Kubota is refunding 100 percent if my money. I am buying a new kubota tier 4 6060. I AM VERY HAPPY WITH HOW KUBOTA HANDLED THIS


----------



## Hoodoo Valley (Nov 14, 2006)

Glad to hear this!


----------



## piglett (Apr 20, 2014)

Outstanding!!!


----------



## mrredbeard (May 27, 2013)

I have put about 25 hours on the new tier 4 t6060 so far. I had the kubota backhoe put on this on. I like some of the upgrades but the engineering only goes to 2600 rpm. That's 16 MPH. My 5740 did 18 MPH and 2900 rpm. The new throttle Leaver is 1000% improvement. The engine is a lot smother and quieter.
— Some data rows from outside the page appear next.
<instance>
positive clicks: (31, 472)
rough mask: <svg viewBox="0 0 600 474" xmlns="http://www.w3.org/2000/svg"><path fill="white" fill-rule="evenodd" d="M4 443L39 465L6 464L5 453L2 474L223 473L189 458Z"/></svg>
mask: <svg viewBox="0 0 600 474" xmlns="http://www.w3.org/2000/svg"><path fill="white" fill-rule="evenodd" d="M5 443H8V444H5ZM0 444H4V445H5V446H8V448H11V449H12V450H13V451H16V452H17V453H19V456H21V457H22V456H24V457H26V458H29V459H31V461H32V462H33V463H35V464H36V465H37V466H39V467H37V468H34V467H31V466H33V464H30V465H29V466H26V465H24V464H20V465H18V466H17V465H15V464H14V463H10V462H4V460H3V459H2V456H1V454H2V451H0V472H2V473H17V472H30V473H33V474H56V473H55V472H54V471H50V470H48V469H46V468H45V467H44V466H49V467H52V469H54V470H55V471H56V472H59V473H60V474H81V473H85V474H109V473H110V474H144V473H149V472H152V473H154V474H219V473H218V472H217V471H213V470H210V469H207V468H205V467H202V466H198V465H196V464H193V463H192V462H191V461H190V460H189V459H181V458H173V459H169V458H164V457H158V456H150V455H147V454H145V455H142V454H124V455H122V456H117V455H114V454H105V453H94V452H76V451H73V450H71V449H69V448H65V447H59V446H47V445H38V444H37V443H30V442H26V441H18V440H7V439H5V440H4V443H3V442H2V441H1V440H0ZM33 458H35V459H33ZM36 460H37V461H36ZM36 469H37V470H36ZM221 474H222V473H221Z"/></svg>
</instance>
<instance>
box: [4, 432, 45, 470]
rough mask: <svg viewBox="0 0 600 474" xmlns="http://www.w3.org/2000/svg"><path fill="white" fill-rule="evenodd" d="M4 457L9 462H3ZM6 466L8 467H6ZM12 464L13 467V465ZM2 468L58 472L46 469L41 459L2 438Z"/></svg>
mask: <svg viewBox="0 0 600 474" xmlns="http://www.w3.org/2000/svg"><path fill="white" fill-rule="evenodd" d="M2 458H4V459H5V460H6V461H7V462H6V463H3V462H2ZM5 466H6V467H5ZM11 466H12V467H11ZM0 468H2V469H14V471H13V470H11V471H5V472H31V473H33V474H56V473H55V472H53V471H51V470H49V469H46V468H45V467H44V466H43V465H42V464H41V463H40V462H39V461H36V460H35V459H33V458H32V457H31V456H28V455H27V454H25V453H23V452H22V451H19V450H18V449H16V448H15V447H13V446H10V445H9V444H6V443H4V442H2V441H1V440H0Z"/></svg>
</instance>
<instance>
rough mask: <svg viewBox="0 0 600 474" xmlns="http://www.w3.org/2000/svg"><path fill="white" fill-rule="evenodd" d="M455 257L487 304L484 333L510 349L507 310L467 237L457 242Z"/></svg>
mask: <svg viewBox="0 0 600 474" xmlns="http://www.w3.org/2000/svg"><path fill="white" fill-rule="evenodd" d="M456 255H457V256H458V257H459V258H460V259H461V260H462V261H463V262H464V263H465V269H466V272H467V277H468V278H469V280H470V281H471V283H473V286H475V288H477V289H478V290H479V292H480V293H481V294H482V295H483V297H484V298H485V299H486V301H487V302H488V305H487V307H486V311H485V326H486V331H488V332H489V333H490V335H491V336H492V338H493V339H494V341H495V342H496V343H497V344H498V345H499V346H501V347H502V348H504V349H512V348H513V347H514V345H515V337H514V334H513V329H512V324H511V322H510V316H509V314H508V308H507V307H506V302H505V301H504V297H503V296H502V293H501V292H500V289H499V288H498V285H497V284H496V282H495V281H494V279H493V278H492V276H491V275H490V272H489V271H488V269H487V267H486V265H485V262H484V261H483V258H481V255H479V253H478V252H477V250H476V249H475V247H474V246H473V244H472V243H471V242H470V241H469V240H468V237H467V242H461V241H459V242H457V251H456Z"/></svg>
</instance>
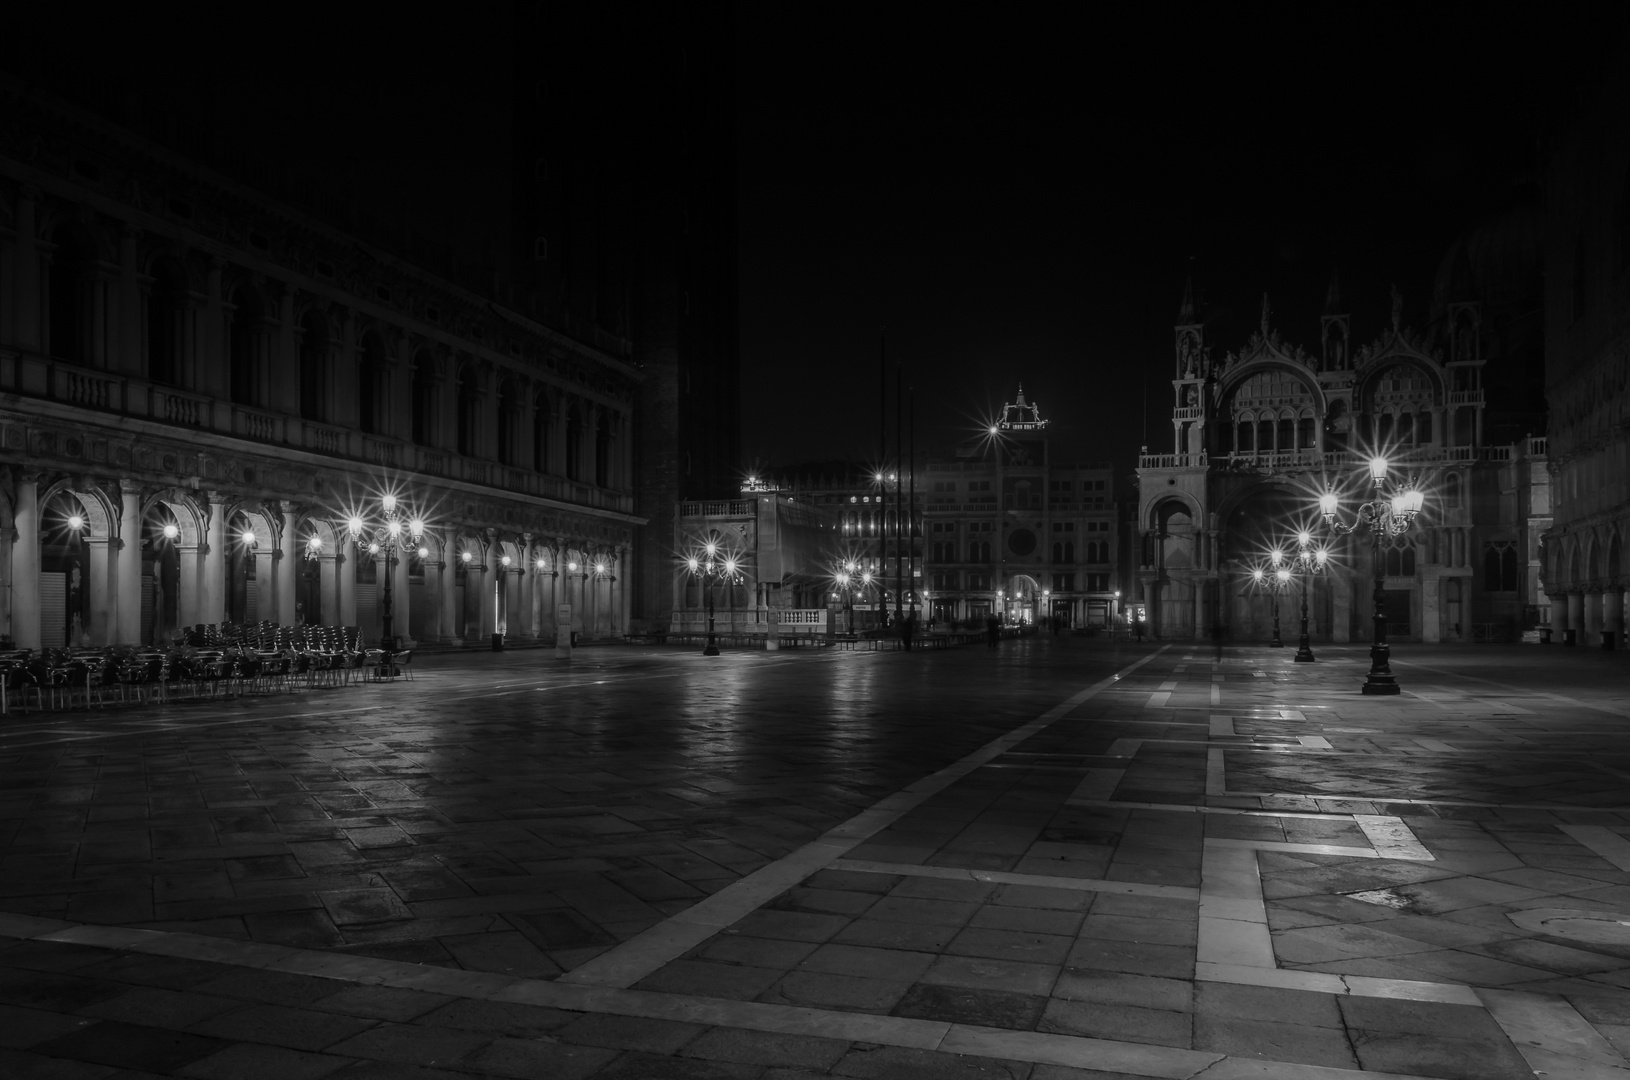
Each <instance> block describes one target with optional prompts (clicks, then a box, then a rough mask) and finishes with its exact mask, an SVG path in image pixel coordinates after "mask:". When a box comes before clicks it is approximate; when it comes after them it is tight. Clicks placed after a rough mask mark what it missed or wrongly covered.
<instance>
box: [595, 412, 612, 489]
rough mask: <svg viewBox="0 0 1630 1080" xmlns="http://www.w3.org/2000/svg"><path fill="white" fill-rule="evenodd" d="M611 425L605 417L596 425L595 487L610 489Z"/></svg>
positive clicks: (603, 417) (595, 452) (601, 418)
mask: <svg viewBox="0 0 1630 1080" xmlns="http://www.w3.org/2000/svg"><path fill="white" fill-rule="evenodd" d="M610 464H611V425H610V424H608V422H606V419H605V417H600V422H598V424H597V425H595V485H597V487H610V476H611V469H610Z"/></svg>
We will just have to put some hours on it now


----------



## mrredbeard (May 27, 2013)

*50 hours on machine and i still like it*

the new t6060 is working out great . there is still a steering problem but the other problems are gone . sales man says to wait as long as i can and then have it fixed under warrenty. seems fair to me after the way they handled the other problems. the backhoe is a great add on. neil at messicks has not steered me wrong yet. the new teir 4 seems to have a lot of improvements and only 2 drawbacks, first the loss of two mph, and second the cost of that filter went it gets cloged. the regeneration filter cost is around 2 grand. they say it lasts 2000 hours so im not worried because i will never put that many hours on this unit.


----------



## msheron (Nov 24, 2013)

Glad they handled it. I mean 4 times in a very short period means you cannot get work done and let's face it..............tractors are work machines and not to be stared at! 

I too have looked to Kubota and test drove a L3901 but think I will end up with a NH Workmaster in the end. Not all the bells and whistles but just a machine to work with.

Once again a kudos to Kubota! I had a GR200 lawn tractor that I recently did some horse trading on and it was almost flawless for the last 10 years! Great machines.


----------